Billionaire Mayor Michael Bloomberg called the summer federal gas-tax holiday proposed by Senators John McCain and Hillary Rodham Clinton “about the dumbest thing I’ve heard in a long time,” reports the Daily News. Bloomberg, who has not yet endorsed a candidate, also offered praise for Barack Obama, who shares the mayor’s dim view of the idea.

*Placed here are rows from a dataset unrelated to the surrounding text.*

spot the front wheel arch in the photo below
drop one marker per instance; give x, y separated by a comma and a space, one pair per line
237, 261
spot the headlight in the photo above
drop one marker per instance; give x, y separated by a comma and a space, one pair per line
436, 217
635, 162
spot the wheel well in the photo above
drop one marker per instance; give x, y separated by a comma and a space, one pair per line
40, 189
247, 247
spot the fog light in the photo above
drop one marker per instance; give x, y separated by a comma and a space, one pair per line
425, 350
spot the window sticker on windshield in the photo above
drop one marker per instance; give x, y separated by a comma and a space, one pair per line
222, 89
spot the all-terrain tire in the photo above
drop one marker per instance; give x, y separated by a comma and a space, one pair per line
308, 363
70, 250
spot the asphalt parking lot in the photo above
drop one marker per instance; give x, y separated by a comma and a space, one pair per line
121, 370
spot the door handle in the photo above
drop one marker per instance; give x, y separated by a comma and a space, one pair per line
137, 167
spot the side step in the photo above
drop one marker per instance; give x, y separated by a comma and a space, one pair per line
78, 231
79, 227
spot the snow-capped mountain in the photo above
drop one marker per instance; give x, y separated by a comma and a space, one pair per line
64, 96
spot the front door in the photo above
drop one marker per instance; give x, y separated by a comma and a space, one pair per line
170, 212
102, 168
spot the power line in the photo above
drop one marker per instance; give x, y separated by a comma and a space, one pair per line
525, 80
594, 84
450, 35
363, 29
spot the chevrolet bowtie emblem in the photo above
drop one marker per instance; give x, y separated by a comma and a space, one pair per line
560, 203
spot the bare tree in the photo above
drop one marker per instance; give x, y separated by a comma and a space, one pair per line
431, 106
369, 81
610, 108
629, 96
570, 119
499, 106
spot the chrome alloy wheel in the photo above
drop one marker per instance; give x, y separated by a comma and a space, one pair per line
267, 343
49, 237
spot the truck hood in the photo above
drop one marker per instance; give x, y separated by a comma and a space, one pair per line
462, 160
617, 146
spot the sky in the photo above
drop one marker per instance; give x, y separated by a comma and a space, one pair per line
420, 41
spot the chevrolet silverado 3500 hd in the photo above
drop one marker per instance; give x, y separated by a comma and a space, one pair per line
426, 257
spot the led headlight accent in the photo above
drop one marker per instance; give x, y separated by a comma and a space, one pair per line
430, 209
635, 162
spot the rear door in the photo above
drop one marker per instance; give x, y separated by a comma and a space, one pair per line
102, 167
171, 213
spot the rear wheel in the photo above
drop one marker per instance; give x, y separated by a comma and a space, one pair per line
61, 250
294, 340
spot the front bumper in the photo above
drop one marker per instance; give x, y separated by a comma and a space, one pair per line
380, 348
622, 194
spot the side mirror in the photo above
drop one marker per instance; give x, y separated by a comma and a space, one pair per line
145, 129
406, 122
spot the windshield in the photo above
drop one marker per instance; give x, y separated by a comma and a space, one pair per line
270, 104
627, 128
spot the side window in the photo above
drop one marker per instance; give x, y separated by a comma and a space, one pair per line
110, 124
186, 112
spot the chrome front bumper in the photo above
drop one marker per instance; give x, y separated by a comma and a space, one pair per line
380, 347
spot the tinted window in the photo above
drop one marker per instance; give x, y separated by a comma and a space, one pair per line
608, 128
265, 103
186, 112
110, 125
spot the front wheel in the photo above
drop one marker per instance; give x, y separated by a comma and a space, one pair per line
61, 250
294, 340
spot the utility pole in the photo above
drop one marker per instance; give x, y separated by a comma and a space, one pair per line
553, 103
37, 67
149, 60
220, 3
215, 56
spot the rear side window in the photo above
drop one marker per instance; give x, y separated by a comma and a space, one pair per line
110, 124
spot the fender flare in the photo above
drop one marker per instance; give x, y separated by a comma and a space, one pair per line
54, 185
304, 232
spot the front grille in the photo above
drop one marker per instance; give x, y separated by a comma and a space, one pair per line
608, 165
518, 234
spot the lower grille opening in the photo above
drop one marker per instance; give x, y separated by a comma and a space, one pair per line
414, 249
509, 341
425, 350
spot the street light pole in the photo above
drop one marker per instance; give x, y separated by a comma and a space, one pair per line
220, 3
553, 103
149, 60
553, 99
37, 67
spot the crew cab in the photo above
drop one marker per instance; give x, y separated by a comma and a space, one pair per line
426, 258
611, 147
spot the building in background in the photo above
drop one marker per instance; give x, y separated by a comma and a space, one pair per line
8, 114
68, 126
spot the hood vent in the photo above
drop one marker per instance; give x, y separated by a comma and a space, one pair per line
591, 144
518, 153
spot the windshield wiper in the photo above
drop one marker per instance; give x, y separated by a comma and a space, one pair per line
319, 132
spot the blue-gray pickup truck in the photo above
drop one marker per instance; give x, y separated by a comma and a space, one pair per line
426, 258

As the tax reprieve would only save drivers about $30, Bloomberg slams it as not only bad tax policy but bad energy policy as well, arguing that the negative impact of failing to discourage people from driving far outweighs such a small benefit to consumers.
Meanwhile, Nick Timiraos in the Wall Street Journal today, wrote that while Obama’s opposition of the plan was “winning plaudits from editorial boards and economists -- [it] isn't always getting through to voters worried about rising gas prices,” and, as such, could prove “politically treacherous.” Economists, including Harvard’s N. Gregory Mankiw, former chairman of President Bush’s Council of Economic Advisers, have criticized the proposal because it would deplete the federal highway trust fund. The debate over the proposed cut prompted Mankiw to remember an exchange that occurred during the election of 1956:
Woman in crowd: Senator, you have the vote of every thinking person." Adlai Stevenson: That's not enough, madam, we need a majority!”